C’est toute la question. Les politiciens arrivent normalement à trouver un accord: en 1996, Bill Clinton l’avait emporté. Mais, aujourd’hui, le Tea Party suit toujours sa stratégie d’opposition systématique, à l’intérieur du camp républicain, ils sont une trentaine à l’origine des deux amendements qui ont amené ce blocage.

Il est aussi difficile pour Barack Obama de céder: sa réforme de la santé est l’héritage de son premier mandat, et il ne veut pas rater ses deux mandats. Il vaut mieux un second mandat bloqué plutôt qu’un premier détricoté. D’autant plus que son mandat commencera en novembre 2014, après les élections de mi-mandat («midterms»).

Justement, les électeurs pourraient-ils sanctionner les Républicains lors des midterms?

Le parti républicain connaît une crise d’identité. Il y a une division profonde, qui date des midterms de 2010 et de la poussée du Tea Party, entre deux traditions de la droite américaine: l’une plus modérée et l’autre qui se démarque en étant dans l’opposition très tranchée face aux démocrates. Cette division ne sert pas le parti, et l’un des deux camps va devoir céder.

Les prochains midterms vont donner une indication sur qui l’emporte. Si la stratégie du blocage du système ne paye pas et est même sanctionnée par les électeurs, on peut penser que l’aile modérée aura gagné, et qu’en 2016, un candidat républicain plus modéré sera désigné pour la présidentielle.

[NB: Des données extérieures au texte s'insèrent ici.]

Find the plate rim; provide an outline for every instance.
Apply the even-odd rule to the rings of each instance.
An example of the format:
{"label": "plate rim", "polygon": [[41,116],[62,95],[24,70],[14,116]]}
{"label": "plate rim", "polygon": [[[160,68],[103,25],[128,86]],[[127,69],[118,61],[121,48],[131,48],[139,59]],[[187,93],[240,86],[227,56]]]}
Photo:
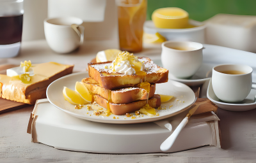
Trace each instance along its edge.
{"label": "plate rim", "polygon": [[[121,119],[109,119],[109,120],[103,120],[103,119],[100,119],[100,118],[94,118],[94,117],[85,117],[81,115],[79,115],[75,113],[73,113],[72,111],[66,110],[65,109],[63,109],[58,106],[56,106],[56,104],[54,104],[49,99],[48,94],[49,94],[49,88],[51,89],[51,85],[54,83],[55,82],[58,82],[58,81],[63,79],[63,78],[65,78],[67,77],[69,77],[70,76],[74,76],[74,75],[79,75],[81,74],[88,74],[88,71],[83,71],[83,72],[78,72],[78,73],[72,73],[66,76],[64,76],[61,78],[60,78],[56,80],[54,80],[54,82],[52,82],[48,87],[47,89],[46,90],[46,97],[48,99],[48,101],[50,102],[51,104],[52,104],[54,107],[61,110],[61,111],[71,115],[75,117],[81,118],[81,119],[84,119],[84,120],[89,120],[89,121],[93,121],[93,122],[100,122],[100,123],[106,123],[106,124],[140,124],[140,123],[146,123],[146,122],[154,122],[154,121],[157,121],[157,120],[163,120],[163,119],[165,119],[173,116],[175,116],[179,113],[180,113],[184,111],[186,111],[187,109],[188,109],[193,104],[193,101],[191,102],[191,103],[188,104],[188,105],[186,105],[184,108],[182,108],[181,110],[179,110],[177,112],[173,113],[173,114],[172,114],[171,116],[170,116],[170,114],[168,115],[163,115],[161,117],[148,117],[148,118],[146,118],[144,119],[139,119],[139,120],[134,120],[132,119],[132,120],[130,119],[126,119],[126,120],[121,120]],[[181,84],[183,85],[183,87],[187,87],[189,89],[191,90],[191,91],[193,91],[193,90],[188,87],[188,85],[185,85],[184,83],[177,82],[177,81],[173,81],[171,80],[172,82],[177,82],[179,84]],[[193,94],[193,101],[195,100],[195,94]],[[83,117],[83,118],[82,118]]]}

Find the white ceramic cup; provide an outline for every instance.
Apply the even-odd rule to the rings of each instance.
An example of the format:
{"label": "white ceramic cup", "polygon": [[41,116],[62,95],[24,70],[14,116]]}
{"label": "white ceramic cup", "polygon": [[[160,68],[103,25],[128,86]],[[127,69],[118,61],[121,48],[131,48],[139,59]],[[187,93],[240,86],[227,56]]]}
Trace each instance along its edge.
{"label": "white ceramic cup", "polygon": [[[223,71],[239,71],[244,74],[231,74]],[[253,69],[245,65],[223,64],[212,68],[213,91],[220,99],[227,103],[237,103],[244,100],[252,89]]]}
{"label": "white ceramic cup", "polygon": [[81,25],[82,19],[71,17],[46,18],[44,24],[46,41],[54,52],[69,53],[83,44],[84,27]]}
{"label": "white ceramic cup", "polygon": [[[184,48],[186,50],[177,50]],[[190,41],[168,41],[162,43],[163,66],[178,78],[188,78],[199,69],[203,61],[203,45]]]}

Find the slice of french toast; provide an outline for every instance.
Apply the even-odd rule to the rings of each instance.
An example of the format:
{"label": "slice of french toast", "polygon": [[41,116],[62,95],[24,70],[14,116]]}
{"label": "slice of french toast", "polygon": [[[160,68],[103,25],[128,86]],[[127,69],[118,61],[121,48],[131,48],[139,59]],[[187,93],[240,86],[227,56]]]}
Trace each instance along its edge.
{"label": "slice of french toast", "polygon": [[[147,82],[151,84],[168,82],[168,69],[158,66],[148,57],[138,58],[139,61],[144,63]],[[96,80],[100,87],[109,90],[134,87],[141,83],[141,77],[136,74],[127,75],[113,72],[111,69],[111,61],[88,63],[89,76]]]}
{"label": "slice of french toast", "polygon": [[[94,95],[94,101],[103,108],[107,108],[108,101],[99,95]],[[139,110],[147,104],[147,100],[140,100],[128,104],[115,104],[109,103],[109,108],[112,113],[116,115],[125,115]],[[161,97],[155,94],[148,99],[148,105],[156,108],[161,106]]]}
{"label": "slice of french toast", "polygon": [[[82,82],[90,93],[98,94],[108,99],[109,90],[101,87],[92,78],[86,78]],[[148,98],[151,98],[156,91],[156,84],[150,85]],[[138,100],[147,99],[147,91],[138,87],[125,87],[111,90],[111,101],[115,104],[127,104]]]}

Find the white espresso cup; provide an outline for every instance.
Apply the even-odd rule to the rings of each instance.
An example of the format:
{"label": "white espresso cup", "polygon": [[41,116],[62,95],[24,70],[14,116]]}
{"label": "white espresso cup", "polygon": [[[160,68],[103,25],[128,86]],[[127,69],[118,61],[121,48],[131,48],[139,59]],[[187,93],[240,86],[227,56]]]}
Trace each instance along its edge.
{"label": "white espresso cup", "polygon": [[162,43],[163,66],[177,78],[192,76],[203,61],[203,45],[190,41],[168,41]]}
{"label": "white espresso cup", "polygon": [[50,48],[60,53],[69,53],[82,45],[84,27],[83,20],[76,17],[46,18],[44,33]]}
{"label": "white espresso cup", "polygon": [[244,100],[252,89],[253,69],[245,65],[223,64],[212,68],[213,91],[227,103]]}

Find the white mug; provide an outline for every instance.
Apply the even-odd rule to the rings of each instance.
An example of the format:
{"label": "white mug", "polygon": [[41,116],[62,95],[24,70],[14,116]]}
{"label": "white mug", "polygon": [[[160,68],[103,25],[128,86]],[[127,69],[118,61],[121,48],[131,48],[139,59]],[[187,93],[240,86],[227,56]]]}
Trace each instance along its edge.
{"label": "white mug", "polygon": [[252,71],[251,67],[245,65],[223,64],[213,67],[212,84],[214,94],[227,103],[244,100],[252,89]]}
{"label": "white mug", "polygon": [[44,33],[50,48],[60,53],[69,53],[83,44],[83,20],[76,17],[46,18]]}
{"label": "white mug", "polygon": [[178,78],[188,78],[203,61],[203,45],[190,41],[168,41],[162,43],[163,66]]}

D’autant que le Tea Party va pouvoir continuer de rester dans l’intransigeance…

En effet, un autre blocage est à venir: le 17 octobre au plus tard, Barack Obama aura besoin que le Congrès relève le plafond de la dette afin que le pays puisse continuer d’emprunter, et le Tea Party risque de bloquer à nouveau le vote, toujours en demandant que le président renonce à l’Obamacare. Cela serait plus problématique, car cela signifierait que les Etats-Unis sont en cessation de paiement. Un problème pour le plus gros emprunteur au monde, qui pourrait avoir des répercussions économiques non seulement sur l’économie américaine, mais aussi sur l’économie mondiale.